Artemis chief executive Paul Cayard posted his comments on Wednesday on the team's website. They were his first public comments since May 9, the day crew member Andrew "Bart" Simpson died when Artemis' catamaran capsized. Cayard said a decision to race will depend on what safety changes America's Cup organizers adopt after completing their review of the May 9 incident.
Cayard said officials are still investigating what caused the 72-foot catamaran to capsize and break into pieces.
The catamarans of the four teams vying for the America's Cup have proved hard to handle. The wing sail looks and acts like an airplane wing, improving the yacht's speed and maneuverability. The 7-ton boat's hulls are lifted out of the water and it skims along the waves on "foils," reducing the drag on the boat and increasing speed dramatically.
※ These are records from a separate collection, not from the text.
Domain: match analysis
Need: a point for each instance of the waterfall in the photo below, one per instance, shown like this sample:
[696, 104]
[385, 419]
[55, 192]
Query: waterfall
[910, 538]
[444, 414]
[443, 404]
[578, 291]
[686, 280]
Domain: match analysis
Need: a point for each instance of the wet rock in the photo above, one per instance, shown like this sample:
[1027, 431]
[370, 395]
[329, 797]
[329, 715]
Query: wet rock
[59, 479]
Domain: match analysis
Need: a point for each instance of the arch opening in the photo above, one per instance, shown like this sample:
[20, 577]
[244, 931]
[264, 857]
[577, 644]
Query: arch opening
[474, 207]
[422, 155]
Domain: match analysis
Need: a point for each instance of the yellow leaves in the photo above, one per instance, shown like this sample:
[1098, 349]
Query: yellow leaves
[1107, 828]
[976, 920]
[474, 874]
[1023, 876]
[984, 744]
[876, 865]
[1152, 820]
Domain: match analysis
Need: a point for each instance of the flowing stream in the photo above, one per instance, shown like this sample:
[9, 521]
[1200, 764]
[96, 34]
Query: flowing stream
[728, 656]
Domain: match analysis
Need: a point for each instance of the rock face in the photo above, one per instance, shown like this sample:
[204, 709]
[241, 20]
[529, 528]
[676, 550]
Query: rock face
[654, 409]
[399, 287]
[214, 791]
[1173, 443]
Led by regatta director Iain Murray, a group of sailing experts is looking into the capsizing and developing safety recommendations for the course and the boats.
The owner of the Italian entry Luna Rossa has proposed a prohibition on racing if winds are deemed too strong. Others have recommended better ways of foiling, which is technically barred in the official regulations of the America's Cup but the teams still have found legal ways to foil.
Other options under consideration are altering the tight course to allow for easier turning and better control of the boats and increasing the distance between spectator boats and racers.
The three teams vying to take on defending champion Oracle Racing begin competing in July.
AP Sports Writer Bernie Wilson contributed to this report from San Diego.